投稿日: Jun 27, 2010 10:24:28 PM
デジタルビジネスは消耗戦ではないかと思う方へ
6月25日(金)Kixプレセミナー2 「iPad、Kindle、EPUB…電子出版にまつわるフォーマット議論の先に何があるか」 #kix0625 全般についてはサービス化するコンテンツビジネス でざっと触れたが、アスキー総合研究所所長遠藤諭氏は今後の見通しについてと、番外でフォーマットに関する指摘をされた。AppleのiPhoneはMacユーザ層以外を主に売れていて、PCに馴染んでいない20代のポジティブ層やPCユーザからの移行というのがスマートフォンの分野になりつつある。一方iPadは金のあるオヤジが主に買っていてiPhoneとの重なりが少ない。iPadの用途はPCと大差ないので、iPadからパソコン利用に移行する予想もしている。iPhoneもiPadもPCに比べて運用の煩雑さがなく、これはクラウドサービスの進展による。それらを全部合わせてクラウドのインパクトは、従来のパソコン利用者に加えて、今まで欠けていた若年層、高齢者層も含めて、デジタルは全世代に定着しようとしていることだと言った。
こういったことすべてネットのトレンドに中にあるものだが、Googleのエリック・シュミットの弁を借りて、誰もネットのトレンドに逆らって成功したヤツはいないと言った。しかしトレンドに流されているだけでは浮上できないもので、Appleのようにその中で独自の具体的なアクションを起こしたものが浮上する。
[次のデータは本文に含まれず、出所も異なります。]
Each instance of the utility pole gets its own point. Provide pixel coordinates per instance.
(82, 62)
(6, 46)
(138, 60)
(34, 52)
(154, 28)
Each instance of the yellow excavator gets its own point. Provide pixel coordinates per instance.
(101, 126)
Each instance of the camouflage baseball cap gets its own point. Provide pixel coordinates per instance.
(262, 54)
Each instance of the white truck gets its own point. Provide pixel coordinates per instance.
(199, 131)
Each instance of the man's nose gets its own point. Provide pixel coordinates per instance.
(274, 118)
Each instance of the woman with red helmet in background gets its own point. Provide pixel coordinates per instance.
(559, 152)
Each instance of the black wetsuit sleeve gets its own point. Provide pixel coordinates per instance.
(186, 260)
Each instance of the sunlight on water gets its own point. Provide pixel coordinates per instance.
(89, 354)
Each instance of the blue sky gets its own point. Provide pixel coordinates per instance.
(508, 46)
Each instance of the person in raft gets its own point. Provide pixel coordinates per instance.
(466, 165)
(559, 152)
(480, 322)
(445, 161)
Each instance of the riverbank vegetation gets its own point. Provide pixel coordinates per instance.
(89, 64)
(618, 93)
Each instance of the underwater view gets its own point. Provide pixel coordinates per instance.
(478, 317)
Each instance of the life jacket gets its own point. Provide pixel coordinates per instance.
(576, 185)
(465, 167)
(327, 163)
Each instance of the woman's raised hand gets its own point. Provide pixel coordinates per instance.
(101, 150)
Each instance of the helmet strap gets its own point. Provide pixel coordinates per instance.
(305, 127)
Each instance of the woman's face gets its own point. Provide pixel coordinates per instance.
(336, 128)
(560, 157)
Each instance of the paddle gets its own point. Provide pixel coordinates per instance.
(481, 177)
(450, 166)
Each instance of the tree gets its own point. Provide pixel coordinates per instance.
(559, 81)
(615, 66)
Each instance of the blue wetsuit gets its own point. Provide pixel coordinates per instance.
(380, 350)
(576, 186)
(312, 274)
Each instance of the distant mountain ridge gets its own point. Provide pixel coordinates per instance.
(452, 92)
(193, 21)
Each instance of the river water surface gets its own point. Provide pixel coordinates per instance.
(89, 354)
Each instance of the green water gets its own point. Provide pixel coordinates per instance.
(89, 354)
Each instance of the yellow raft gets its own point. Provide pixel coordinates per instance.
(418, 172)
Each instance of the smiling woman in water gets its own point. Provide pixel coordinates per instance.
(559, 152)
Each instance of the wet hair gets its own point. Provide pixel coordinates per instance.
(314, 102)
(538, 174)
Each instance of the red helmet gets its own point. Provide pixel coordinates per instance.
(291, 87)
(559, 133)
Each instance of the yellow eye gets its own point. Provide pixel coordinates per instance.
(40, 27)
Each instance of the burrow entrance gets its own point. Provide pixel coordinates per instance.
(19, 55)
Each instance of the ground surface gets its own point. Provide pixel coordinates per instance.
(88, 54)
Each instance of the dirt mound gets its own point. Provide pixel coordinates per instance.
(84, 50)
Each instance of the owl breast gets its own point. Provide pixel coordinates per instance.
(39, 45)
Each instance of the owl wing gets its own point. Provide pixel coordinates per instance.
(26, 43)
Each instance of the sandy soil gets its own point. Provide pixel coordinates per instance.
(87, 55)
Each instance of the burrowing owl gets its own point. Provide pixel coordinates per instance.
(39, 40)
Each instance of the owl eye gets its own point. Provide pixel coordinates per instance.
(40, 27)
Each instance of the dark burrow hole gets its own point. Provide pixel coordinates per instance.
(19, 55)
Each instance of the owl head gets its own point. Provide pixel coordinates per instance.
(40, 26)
競争分野は結局は日常のデジタル・ネットでのビジネス・生活に向けて、どのような独自サービスが開発できるかにかかっている。Appleは何かと話題の多いところだが、それを傍観者として眺めるだけでなく、むしろ自分の競合者として考えてビジネスを考えるくらいのことが必要だろう。アメリカのベンチャーの取り組みテーマを見ていると、Appleにできないことというのがひとつの狙い目としてあるようで、そこにAndroidへの着目が高まっている理由がある。iPhoneとAndroidを天秤に架けるようなバランス感覚も必要だろう。
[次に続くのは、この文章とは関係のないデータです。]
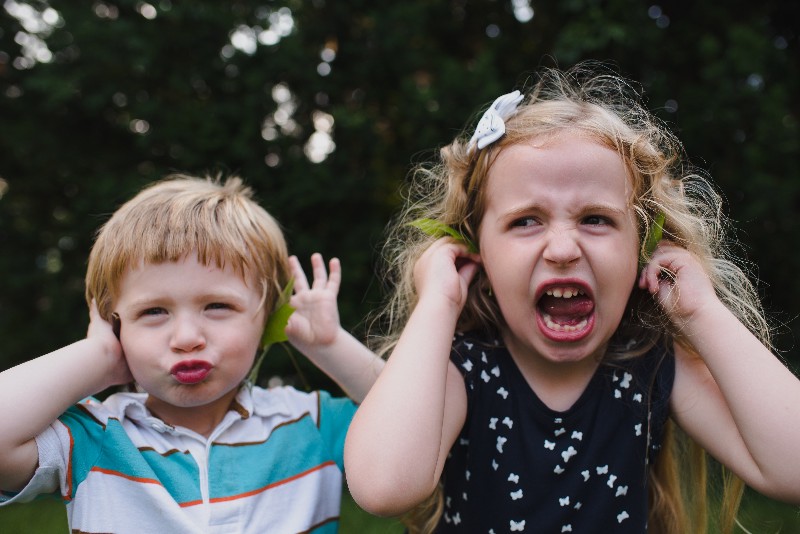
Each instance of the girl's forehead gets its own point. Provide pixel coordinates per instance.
(568, 160)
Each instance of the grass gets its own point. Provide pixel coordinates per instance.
(48, 516)
(758, 515)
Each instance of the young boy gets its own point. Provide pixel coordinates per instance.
(180, 283)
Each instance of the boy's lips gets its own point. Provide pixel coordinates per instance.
(190, 371)
(565, 310)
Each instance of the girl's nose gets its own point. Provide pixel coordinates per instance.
(187, 335)
(562, 247)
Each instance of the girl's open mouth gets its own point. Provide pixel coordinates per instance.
(565, 312)
(190, 371)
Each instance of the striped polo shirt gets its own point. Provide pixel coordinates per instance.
(274, 464)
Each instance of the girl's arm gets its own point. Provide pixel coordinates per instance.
(36, 392)
(734, 397)
(315, 331)
(401, 434)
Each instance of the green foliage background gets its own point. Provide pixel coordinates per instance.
(404, 78)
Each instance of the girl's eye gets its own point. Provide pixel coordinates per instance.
(525, 222)
(596, 220)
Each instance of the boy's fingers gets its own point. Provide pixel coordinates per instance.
(335, 275)
(320, 273)
(300, 280)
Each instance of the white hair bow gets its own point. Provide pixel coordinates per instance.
(492, 125)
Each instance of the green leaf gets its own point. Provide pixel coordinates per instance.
(653, 237)
(438, 229)
(275, 329)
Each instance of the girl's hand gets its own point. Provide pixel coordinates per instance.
(316, 318)
(102, 333)
(678, 281)
(446, 269)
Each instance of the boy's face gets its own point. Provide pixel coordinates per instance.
(190, 333)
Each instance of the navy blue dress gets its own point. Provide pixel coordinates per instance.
(519, 466)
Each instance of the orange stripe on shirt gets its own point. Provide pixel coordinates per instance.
(68, 496)
(265, 488)
(123, 475)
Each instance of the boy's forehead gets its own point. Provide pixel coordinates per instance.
(193, 258)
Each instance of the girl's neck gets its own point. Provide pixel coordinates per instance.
(557, 384)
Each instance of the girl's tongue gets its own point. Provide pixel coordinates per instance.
(562, 312)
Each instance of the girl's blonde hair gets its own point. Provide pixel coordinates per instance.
(596, 103)
(219, 221)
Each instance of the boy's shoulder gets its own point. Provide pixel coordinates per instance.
(288, 401)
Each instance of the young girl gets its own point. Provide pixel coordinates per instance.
(180, 283)
(539, 360)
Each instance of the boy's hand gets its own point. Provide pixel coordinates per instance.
(315, 321)
(102, 333)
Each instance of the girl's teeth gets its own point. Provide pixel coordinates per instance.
(552, 325)
(566, 293)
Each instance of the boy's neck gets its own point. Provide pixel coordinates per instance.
(199, 419)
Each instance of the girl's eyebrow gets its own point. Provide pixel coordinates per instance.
(589, 208)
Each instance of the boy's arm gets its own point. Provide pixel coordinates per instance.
(37, 392)
(733, 396)
(315, 331)
(401, 434)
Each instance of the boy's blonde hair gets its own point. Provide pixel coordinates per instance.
(219, 221)
(601, 106)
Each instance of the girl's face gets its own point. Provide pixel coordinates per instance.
(559, 244)
(190, 333)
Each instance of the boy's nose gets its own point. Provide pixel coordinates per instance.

また電子書籍のフォーマットについては、ゲームのパッケージの互換性が機種間でないように、Kindle、iPadなどデバイスが異なると買った人はそれに縛り付けになるので、いろいろなコンテンツを買い揃えることの障害になること、そのために最初にどのデバイス用のものを買っても、利用に関する権利処理は背後のクラウドで行われて、別のデバイスでも認証を通れば続きが見えるような仮想書籍が実現可能であろうと指摘した。フォーマットを制作側で考えると、ターゲットデバイス用にどう変換するかという課題があるようだが、遠藤諭氏の経験ではデジタルデータの残っていない本の再版の場合に、「自炊」のようにスキャンしてOCRしてもそれほど時間も精度も問題ないので、デジタルデータでのフォーマット統一が実際には重要ではないと語った。
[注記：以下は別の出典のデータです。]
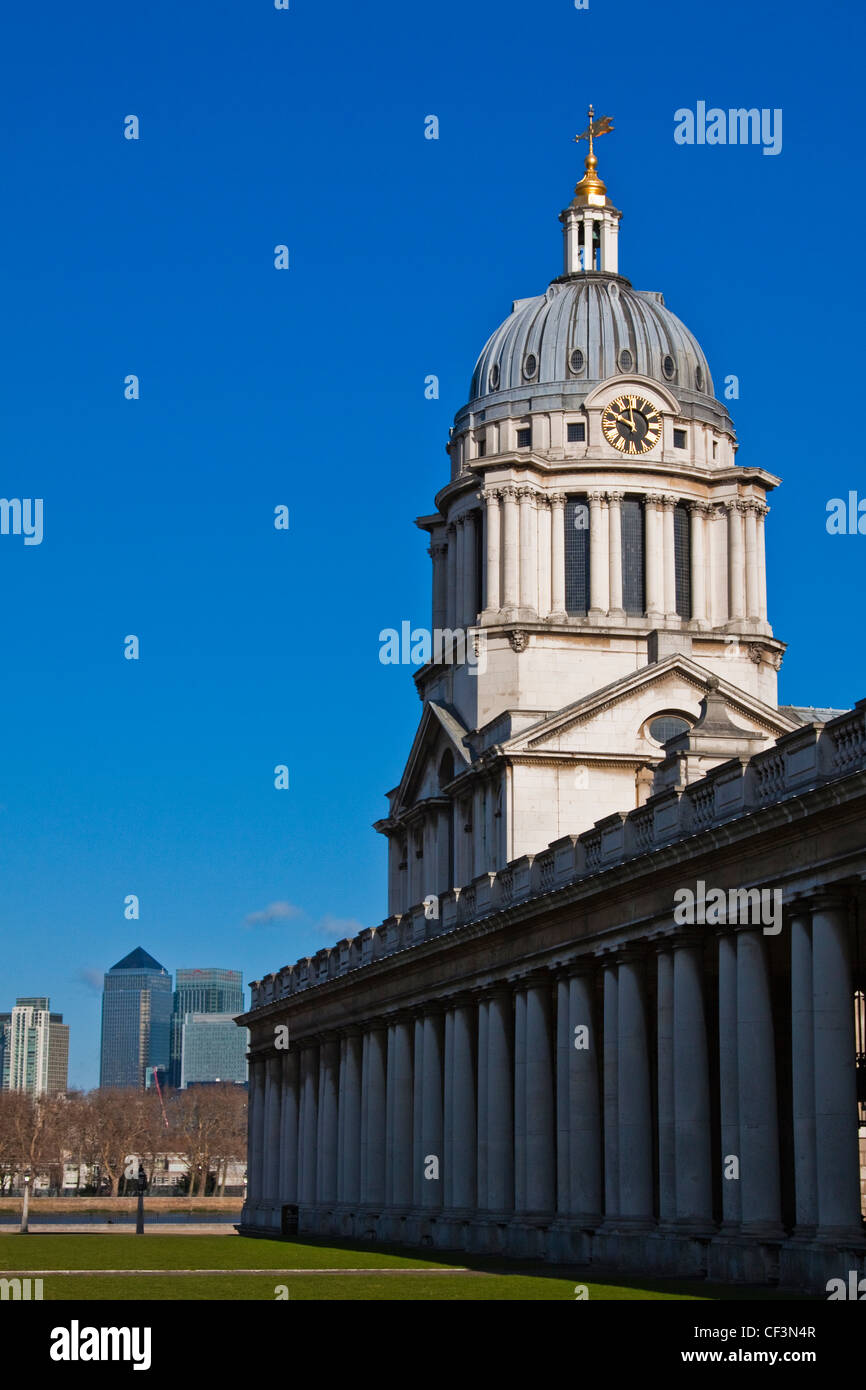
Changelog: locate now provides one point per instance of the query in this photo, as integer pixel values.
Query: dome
(584, 330)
ある意味では「自炊」のパフォーマンスが高いとも解釈できてヤバそうではあるが、フォーマット統一が必要なのはこれから新たに発信される情報であって、変換の時間や手間をかけずに瞬時に他メディアに展開する必要があるからだ。しかしそれはいろんな分野でXMLが活躍しているところで、EPUBのCJK拡張案のような方法で互換性を保ちながら機能を高めていけばよい単純なことである。それとは別に従来の膨大な紙の資産をデジタルデバイスからアクセス可能にする課題があり、もし出版社が十分な処理パワーを持っていないならば、読書会や文学サークルのようなボランティアの「自炊」を買い上げて権利処理する(当然ボランティアの外にはデータを持ち出さない前提で)ような、読者とともに築く電子書籍というのもあり得るだろう。まずはすぐできることから独自の具体的なアクションを推進することが好循環の出発点だろう。